There's no place like home, There's no place like home...
I found my way home without the magic red shoes, but unlike Dorothy I came home to the aftermath of a different type of storm. A tornado was not what blew my Dad off his bicycle that fated Saturday as we were evacuated. He claims it was the shockwave from a ketyusha rocket that found itself into an interterrestrial wormhole that led to the highway he was biking on. By the time I saw him he looked much better, and that was all the cue my sister needed. Wednesday morning, the day after I arrived home, I awoke to the doorbell. There on our porch lay my dingbat sister, after driving herself home from gymnastics at the Y (the idiots actually had her drive home!) Following an MRI yesterday we learned that she had completely severed her ACL and ripped her miniscus, but she's still begging to go to the Exploring Church Careers Event in St. Louis this weekend, so we're still going, she can't have surgery for another two weeks anyway.

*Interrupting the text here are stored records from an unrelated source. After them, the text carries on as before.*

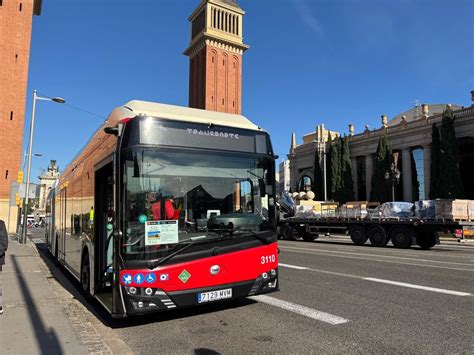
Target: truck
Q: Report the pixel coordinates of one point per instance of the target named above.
(403, 232)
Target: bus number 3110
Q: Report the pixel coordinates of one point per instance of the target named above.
(267, 259)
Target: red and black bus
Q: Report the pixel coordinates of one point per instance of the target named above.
(168, 207)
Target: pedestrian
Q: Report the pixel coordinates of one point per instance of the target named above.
(3, 249)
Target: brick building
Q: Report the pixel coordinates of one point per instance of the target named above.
(215, 52)
(16, 18)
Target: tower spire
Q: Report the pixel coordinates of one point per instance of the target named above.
(215, 53)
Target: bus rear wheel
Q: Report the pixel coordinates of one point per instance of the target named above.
(378, 236)
(358, 235)
(401, 237)
(85, 274)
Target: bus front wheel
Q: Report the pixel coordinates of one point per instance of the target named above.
(85, 274)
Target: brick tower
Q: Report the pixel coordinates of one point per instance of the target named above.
(16, 18)
(215, 53)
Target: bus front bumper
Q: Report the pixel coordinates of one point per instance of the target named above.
(141, 300)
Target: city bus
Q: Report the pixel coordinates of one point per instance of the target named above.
(168, 207)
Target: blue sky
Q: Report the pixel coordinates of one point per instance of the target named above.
(310, 62)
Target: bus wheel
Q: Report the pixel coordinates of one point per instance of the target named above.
(377, 236)
(401, 237)
(358, 234)
(287, 232)
(85, 274)
(425, 240)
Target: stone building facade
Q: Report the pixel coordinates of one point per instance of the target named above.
(215, 53)
(409, 134)
(16, 18)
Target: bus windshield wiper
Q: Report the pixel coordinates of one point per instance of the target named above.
(231, 230)
(186, 244)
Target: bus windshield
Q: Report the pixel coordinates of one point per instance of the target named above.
(175, 197)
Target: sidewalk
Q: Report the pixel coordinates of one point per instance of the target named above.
(41, 316)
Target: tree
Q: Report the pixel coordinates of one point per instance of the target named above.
(414, 179)
(383, 161)
(434, 166)
(450, 181)
(347, 185)
(334, 169)
(318, 177)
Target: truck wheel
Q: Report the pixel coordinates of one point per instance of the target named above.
(378, 236)
(401, 237)
(358, 234)
(287, 232)
(425, 240)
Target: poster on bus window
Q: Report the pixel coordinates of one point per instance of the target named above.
(161, 232)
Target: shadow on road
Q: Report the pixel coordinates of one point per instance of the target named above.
(74, 288)
(47, 339)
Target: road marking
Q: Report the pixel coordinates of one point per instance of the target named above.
(302, 310)
(372, 259)
(381, 256)
(395, 283)
(293, 266)
(432, 289)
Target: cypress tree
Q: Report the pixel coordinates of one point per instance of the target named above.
(335, 168)
(450, 182)
(328, 166)
(347, 185)
(318, 177)
(380, 191)
(434, 166)
(414, 180)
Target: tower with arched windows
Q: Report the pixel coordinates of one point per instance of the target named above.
(215, 53)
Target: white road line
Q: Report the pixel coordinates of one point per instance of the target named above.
(432, 289)
(302, 310)
(395, 283)
(293, 266)
(380, 256)
(315, 252)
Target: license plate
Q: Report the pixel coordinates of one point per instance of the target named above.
(214, 295)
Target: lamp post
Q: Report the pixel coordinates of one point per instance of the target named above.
(30, 148)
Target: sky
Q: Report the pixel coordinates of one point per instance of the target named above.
(310, 62)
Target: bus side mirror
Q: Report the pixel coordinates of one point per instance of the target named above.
(111, 130)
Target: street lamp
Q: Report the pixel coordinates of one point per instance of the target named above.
(30, 147)
(393, 175)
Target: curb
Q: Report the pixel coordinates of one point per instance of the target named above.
(98, 338)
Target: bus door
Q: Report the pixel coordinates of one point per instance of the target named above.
(62, 232)
(103, 223)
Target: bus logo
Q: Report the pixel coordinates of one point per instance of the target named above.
(150, 278)
(127, 279)
(215, 269)
(184, 276)
(139, 279)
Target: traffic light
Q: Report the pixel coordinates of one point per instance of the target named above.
(19, 179)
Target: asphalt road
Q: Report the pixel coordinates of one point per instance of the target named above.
(335, 298)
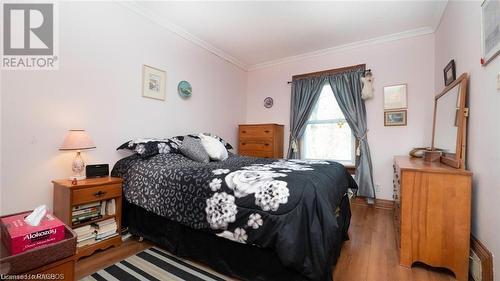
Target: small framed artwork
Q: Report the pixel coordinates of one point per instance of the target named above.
(490, 30)
(395, 118)
(153, 82)
(449, 73)
(268, 102)
(395, 97)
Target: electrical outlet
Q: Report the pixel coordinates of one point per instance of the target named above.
(498, 82)
(475, 268)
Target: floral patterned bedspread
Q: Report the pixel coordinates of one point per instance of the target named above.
(286, 205)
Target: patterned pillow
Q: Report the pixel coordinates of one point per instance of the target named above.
(151, 147)
(147, 147)
(226, 144)
(193, 149)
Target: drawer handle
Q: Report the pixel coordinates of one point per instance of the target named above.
(99, 193)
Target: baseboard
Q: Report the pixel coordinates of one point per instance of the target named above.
(485, 256)
(381, 204)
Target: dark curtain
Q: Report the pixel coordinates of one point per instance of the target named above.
(305, 93)
(347, 90)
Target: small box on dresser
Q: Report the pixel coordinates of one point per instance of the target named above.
(432, 214)
(71, 202)
(261, 140)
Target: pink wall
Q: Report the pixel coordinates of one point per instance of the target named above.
(408, 61)
(458, 37)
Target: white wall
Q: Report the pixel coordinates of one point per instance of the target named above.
(98, 88)
(458, 37)
(408, 61)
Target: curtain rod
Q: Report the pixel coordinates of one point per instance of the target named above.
(327, 72)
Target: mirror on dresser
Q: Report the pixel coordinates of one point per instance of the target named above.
(450, 123)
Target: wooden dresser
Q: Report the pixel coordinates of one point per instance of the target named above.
(432, 214)
(261, 140)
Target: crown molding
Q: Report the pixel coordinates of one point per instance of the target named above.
(358, 44)
(155, 18)
(140, 10)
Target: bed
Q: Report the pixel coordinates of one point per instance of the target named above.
(252, 218)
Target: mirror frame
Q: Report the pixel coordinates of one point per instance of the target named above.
(458, 160)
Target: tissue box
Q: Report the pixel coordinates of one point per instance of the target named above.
(19, 236)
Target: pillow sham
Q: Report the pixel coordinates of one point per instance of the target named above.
(151, 146)
(214, 148)
(194, 150)
(225, 143)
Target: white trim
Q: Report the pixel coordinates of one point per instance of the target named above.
(137, 8)
(140, 10)
(368, 42)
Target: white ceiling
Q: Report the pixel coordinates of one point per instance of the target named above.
(252, 34)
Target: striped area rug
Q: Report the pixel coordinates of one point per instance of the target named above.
(154, 264)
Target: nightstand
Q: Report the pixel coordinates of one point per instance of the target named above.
(84, 198)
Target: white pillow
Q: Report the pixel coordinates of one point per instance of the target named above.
(214, 148)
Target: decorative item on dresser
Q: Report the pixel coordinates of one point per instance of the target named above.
(432, 214)
(261, 140)
(93, 209)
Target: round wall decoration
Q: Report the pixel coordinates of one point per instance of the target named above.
(268, 102)
(184, 88)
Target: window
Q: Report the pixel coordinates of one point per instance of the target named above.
(327, 135)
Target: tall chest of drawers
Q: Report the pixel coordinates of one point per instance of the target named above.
(261, 140)
(432, 213)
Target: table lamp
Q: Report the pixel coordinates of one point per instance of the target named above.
(77, 140)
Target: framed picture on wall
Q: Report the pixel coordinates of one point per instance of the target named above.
(395, 118)
(490, 30)
(153, 82)
(395, 97)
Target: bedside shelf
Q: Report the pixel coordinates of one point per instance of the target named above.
(103, 218)
(66, 196)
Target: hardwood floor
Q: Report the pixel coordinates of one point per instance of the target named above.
(370, 255)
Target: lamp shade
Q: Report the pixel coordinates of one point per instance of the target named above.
(77, 140)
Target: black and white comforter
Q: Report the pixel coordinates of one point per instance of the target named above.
(286, 205)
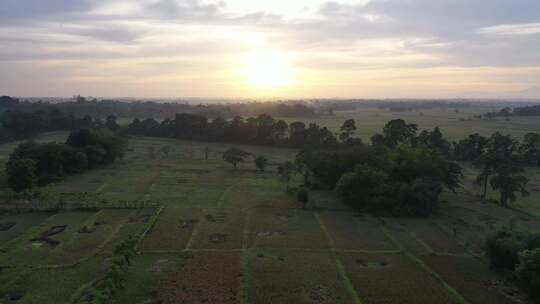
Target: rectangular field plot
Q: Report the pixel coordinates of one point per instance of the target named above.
(295, 277)
(144, 277)
(207, 277)
(348, 231)
(469, 277)
(392, 278)
(404, 238)
(220, 229)
(65, 238)
(285, 228)
(172, 230)
(49, 286)
(430, 234)
(472, 237)
(12, 225)
(136, 223)
(91, 237)
(257, 190)
(38, 244)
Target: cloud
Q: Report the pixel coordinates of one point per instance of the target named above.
(511, 29)
(344, 37)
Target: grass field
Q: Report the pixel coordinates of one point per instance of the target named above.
(238, 234)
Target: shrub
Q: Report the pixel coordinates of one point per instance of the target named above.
(261, 163)
(528, 272)
(303, 196)
(504, 247)
(21, 174)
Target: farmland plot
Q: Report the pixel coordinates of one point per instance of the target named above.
(392, 278)
(172, 230)
(348, 231)
(469, 277)
(283, 277)
(285, 228)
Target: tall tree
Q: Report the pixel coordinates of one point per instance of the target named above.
(347, 130)
(398, 131)
(235, 156)
(508, 181)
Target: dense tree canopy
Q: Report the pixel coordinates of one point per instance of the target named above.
(41, 163)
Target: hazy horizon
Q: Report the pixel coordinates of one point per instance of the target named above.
(372, 49)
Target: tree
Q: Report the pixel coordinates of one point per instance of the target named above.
(530, 148)
(235, 156)
(303, 196)
(499, 152)
(280, 131)
(471, 148)
(528, 272)
(261, 163)
(286, 171)
(347, 130)
(508, 182)
(363, 188)
(21, 174)
(434, 140)
(398, 131)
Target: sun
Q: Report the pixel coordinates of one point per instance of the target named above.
(266, 70)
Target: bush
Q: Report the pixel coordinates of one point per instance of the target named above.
(417, 198)
(32, 163)
(261, 163)
(503, 248)
(303, 196)
(365, 188)
(528, 272)
(21, 174)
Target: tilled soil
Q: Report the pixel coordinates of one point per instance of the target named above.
(209, 277)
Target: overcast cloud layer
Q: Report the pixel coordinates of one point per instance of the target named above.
(173, 48)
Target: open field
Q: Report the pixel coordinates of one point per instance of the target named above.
(239, 234)
(455, 124)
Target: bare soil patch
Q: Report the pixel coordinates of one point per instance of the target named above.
(7, 226)
(45, 236)
(209, 277)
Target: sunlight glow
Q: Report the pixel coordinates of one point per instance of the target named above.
(266, 70)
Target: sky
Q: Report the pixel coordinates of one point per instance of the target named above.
(271, 49)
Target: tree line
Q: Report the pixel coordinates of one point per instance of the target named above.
(402, 171)
(34, 164)
(81, 106)
(533, 110)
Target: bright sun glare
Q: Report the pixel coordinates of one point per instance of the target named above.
(266, 70)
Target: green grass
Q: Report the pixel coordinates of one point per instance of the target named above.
(49, 286)
(22, 223)
(468, 276)
(285, 228)
(250, 241)
(295, 277)
(172, 230)
(392, 278)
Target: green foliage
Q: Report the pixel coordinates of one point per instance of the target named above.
(364, 189)
(21, 174)
(397, 131)
(302, 196)
(53, 161)
(235, 156)
(286, 172)
(261, 163)
(528, 272)
(102, 291)
(504, 247)
(417, 198)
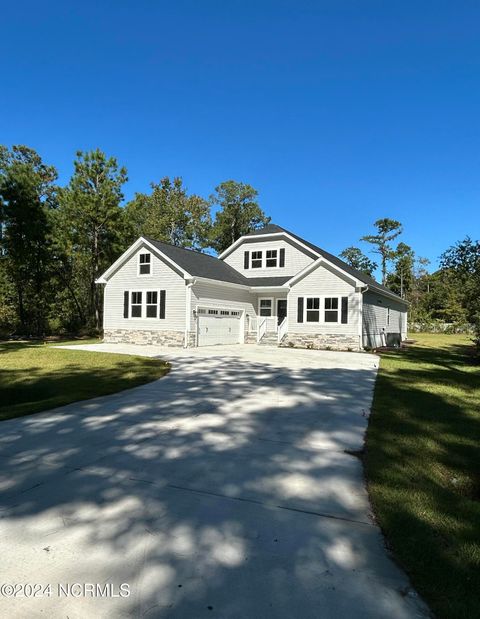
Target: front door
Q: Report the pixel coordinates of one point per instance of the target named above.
(281, 310)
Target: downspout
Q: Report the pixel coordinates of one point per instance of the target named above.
(188, 313)
(363, 289)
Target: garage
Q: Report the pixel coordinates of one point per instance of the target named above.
(218, 326)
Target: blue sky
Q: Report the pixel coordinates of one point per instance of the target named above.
(337, 112)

I always knew my family was abnormal, but the injuries of the past two years are really beginning to define us ( my mom crushed her elbow in a biking accident and injured her knee the same way my sister did in a trench last year, and those two injuries followed crushing her hand in a car trunk). I'm proud of myself, all I did was get evacuated from a potentially dangerous warzone in a foreign country.
If injuries aren't enough for me to contend with, Vacation Bible School was the straw that broke the camel's back, or how about it's knees, or shoulder, or face, as my family likes to do it. I was just incredibly thrilled to be back in time for VBS, especially upon learning that I would be teaching the 3rd-5th grade class; what a treat. It's over now, I can breathe, and not have nightmares about four foot tall monsters with kool-aid mustaches. All right, I must admit, all in all, it's great experience, and I remember back to my vbs days; if my teachers had felt as I did, and thereby hid under their covers, I wouldn't be where I am today.
I still would rather be digging back on Hippos. As some of my other team members have written; I'm angry. After much time to think about events, I know that I'm not angry AT anyone. This was out of our control; it's part of life, sometimes bad things happen. But then again, on a base scale, yes, I know exactly who I'm angry with. I'm angry with anyone who had a hand in the aggression, forget sides, forget justification, I'm selfish and I wanted to stay and keep digging. Don't be alarmed, my logical side heavily outweighs thoughts like these, but I find that acknowledging exactly how I feel helps me to process my frustration and get on with life. Ultimately, I have decided that the experience leaves me more with a sense of respect for both sides, odd as that sounds. The Israeli/Palestinian question in no way presents a clear solution, and how can it- when every decision will affect the lives and homes of two very different peoples?

1 Comments:
It wasn't just the shock wave exiting the worm hole, at that very moment was riding across a buried meteorite under the pavement that contained a large piece of kryptonite.